- Martha Poe Dogtrot House
- U.S. National Register of Historic Places
- Location: 0.75 W of jct of Twelve Mile Post Rd. and GA 19, near Metcalf, Georgia
- Coordinates: 30°41′28″N 83°50′58″W﻿ / ﻿30.69124°N 83.84932°W
- Area: 5 acres (2.0 ha)
- Built: c.1850-1876
- Architectural style: Dogtrot
- NRHP reference No.: 98000569
- Added to NRHP: May 20, 1998; 28 years ago

= Martha Poe Dogtrot House =

Historic house in Georgia, United States

The Martha Poe Dogtrot House, also known as Mayhar Plantation Stage Stop, in Thomas County, Georgia near Metcalf, Georgia, was built c.1850-1876. It is a dog trot house which is believed to have served as a stage stop.

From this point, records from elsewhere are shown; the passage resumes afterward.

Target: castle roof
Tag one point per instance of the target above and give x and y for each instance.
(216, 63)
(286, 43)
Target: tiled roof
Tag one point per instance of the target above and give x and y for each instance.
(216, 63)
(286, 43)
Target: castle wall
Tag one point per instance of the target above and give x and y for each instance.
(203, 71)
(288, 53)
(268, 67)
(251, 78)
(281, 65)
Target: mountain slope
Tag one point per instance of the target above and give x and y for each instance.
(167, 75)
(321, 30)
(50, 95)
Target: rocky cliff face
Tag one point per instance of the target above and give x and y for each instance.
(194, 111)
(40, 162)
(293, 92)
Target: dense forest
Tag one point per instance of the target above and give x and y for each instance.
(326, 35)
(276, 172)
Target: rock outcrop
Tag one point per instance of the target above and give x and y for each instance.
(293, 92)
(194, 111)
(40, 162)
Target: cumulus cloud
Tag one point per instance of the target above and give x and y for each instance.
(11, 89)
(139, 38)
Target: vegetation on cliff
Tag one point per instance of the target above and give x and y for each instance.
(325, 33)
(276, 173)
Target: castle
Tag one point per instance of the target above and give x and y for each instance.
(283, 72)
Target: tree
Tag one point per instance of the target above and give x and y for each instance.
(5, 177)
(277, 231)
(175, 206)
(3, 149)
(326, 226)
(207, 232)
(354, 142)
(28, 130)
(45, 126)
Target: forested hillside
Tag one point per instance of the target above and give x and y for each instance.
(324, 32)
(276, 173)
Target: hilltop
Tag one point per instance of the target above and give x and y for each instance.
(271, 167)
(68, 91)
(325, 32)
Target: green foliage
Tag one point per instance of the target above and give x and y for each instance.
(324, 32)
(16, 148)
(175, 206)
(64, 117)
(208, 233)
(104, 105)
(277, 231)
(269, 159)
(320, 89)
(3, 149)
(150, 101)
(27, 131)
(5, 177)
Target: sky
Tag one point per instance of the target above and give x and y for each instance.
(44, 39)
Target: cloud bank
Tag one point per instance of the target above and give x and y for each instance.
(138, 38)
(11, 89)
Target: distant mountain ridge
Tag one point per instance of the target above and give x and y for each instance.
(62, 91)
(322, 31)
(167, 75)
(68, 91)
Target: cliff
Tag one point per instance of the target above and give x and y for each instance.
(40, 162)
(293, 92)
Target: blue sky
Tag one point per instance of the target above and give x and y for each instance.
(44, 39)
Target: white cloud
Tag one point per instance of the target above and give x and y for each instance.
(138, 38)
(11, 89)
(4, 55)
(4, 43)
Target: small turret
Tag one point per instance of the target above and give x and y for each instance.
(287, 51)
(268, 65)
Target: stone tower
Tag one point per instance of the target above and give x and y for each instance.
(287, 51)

It was built with two hewn log pens covered by a single roof, with a breezeway space in between, but the breezeway was later enclosed.

The house with four acres of land was bought in 1876 by Martha Poe, an African-American woman, from William Vaughn for $24. She later purchased an additional acre for $5.

The property was absorbed, along with others, into Mayhaw Plantation, created in 1946 as a hunting and shooting preserve which had an area of 4000 acre in 1998. Modifications in c.1946 added two brick chimneys to the two ends of the house, replaced flooring, and added a frame storage barn.